Título: Brasil entra na guerra mundial das patentes de medicamentos
Autor: França,Anna Lúcia
Fonte: Gazeta Mercantil, 04/03/2009, Direito Corporativo, p. A12

São Paulo, 4 de Março de 2009 - Tudo indica que o Brasil entrou definitivamente na guerra mundial de extensão de patentes farmacêuticas. A briga travada internacionalmente entre os laboratórios que investem em pesquisa, os chamados inovadores, com aqueles que trabalham com as cópias, conhecidos como genéricos, ganha novos contornos no País. Há um ano a discussão vem esquentando entre as autoridades locais em função de pedidos de novas patentes para remédios que são desenvolvidos através de polimorfos, que são diferentes formas para uma substância conhecida.

Nessa disputa colocam-se de lados opostos entidades como o Instituto Nacional de Propriedade Intelectual (INPI) - que defendeu em audiência pública, o patenteamento das formas polimórficas - e a Agência Nacional de Vigilância Sanitária (Anvisa), contrária ao assunto. Desde 2001, a agência participa do processo de aprovação da patente, após o encerramento do exame técnico do pedido, concedendo ou não a chamada anuência prévia. Ou seja, sem a aprovação do órgão sanitário o pedido de patente não pode ser outorgado pelo INPI.

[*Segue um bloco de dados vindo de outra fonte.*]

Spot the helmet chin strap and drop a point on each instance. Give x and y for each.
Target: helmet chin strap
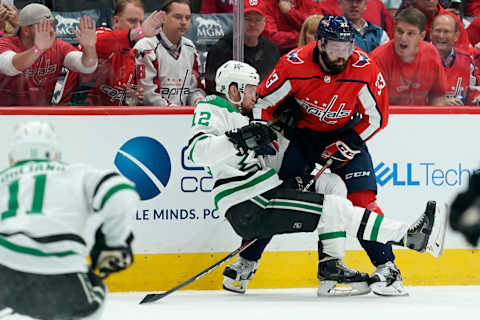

Para o presidente executivo da Interfarma (entidade ligada às indústrias inovadoras), Gabriel Tannus, há uma "demonização" das patentes, como se fosse uma coisa ruim. "A patente não é um mal, é a solução, porque ela garante o retorno do investimento em pesquisa."

De acordo com a doutora em química orgânica e pesquisadora, Luciana Jansen, não considerar os polimorfos é um erro. "O carbono é um só, mas o carbono no grafite é de um jeito e no diamante é outro e os usos também." Além disso, segundo ela, há uma confusão entre o pedido de patente e as questões técnicas de química e os reflexos para a saúde do paciente. Isso porque , para se pedir uma patente, é preciso que se atenda três requisitos técnicos básicos: ser inventivo, ter aplicação industrial e ser uma novidade. Para Luciana, ao pegar uma substância existente, modificar sua forma, de maneira que mude sua ação, e desenvolver um medicamento diferente é uma inovação. "Um exemplo dessa evolução são os medicamentos que ganharam versões de liberação gradativa", diz.

A discussão ganhou apoio do deputado Paulo Teixeira (PT), que defende mudança na atual legislação por meio de um projeto de lei que restringe a patenteabilidade do segundo uso e de polimorfos.

"Impedir patente de polimorfos é matar também a indústria nacional, porque tira a possibilidade dos laboratórios que fazem cópias de fazer uma modificação polimórfica e explorar essa inovação", diz presidente do Conselho Consultivo da Interfarma, Jorge Raimundo.

A afirmação é rebatida pelo presidente da Associação Brasileira das Indústrias de Medicamentos Genéricos (Pró Genéricos), Odnir Finotti, que diz ser um erro conceder uma nova patente a um produto que será indicado para a mesma doença. "A inovação é pequena e eles ganham uma exclusividade por mais 20 anos." Além disso, falar que as empresas brasileiras se beneficiariam, também não é bem verdade, segundo Finotti. "Isso porque no Brasil não há indústria de química fina. Não fazemos a matéria-prima." Segundo ele, só quem detém o conhecimento da rota de síntese pode mudá-la, que são os próprios criadores ou os fabricantes de matéria-prima. Mas, apesar de tudo, Finotti diz que a indústria de genéricos não é contra patentes. "Os genéricos só podem existir se houver inovação, por isso respeitamos esse prazo, o que não justifica procurar brechas para ampliá-lo", acrescenta.

De acordo com o agente de propriedade industrial do escritório Daniel Advogados (especializado em propriedade intelectual), Igor Simões, o País precisa definir o papel de cada autarquia, para que não haja duas entidades decidindo sobre a mesma coisa. "Se não houver um acordo, a discussão deve ir para a Justiça, onde são feitas as perícias." Para evitar isso, Simões adverte que pedidos devem sempre estar bem redigidos e conter os pontos essenciais para concessão de patente.

O que o Brasil vive é só uma amostra do que já acontece no exterior, onde está sendo travada uma batalha para se estender a patente do Lipitor, da Pfizer, o medicamento para o colesterol que sozinho fatura US$ 12 bilhões em todo o mundo. O grande problema é que a indústria farmacêutica hoje vive um drama ao perder patentes mais rápido do que consegue repor, em função do maior rigor das regras para aprovação de novas moléculas.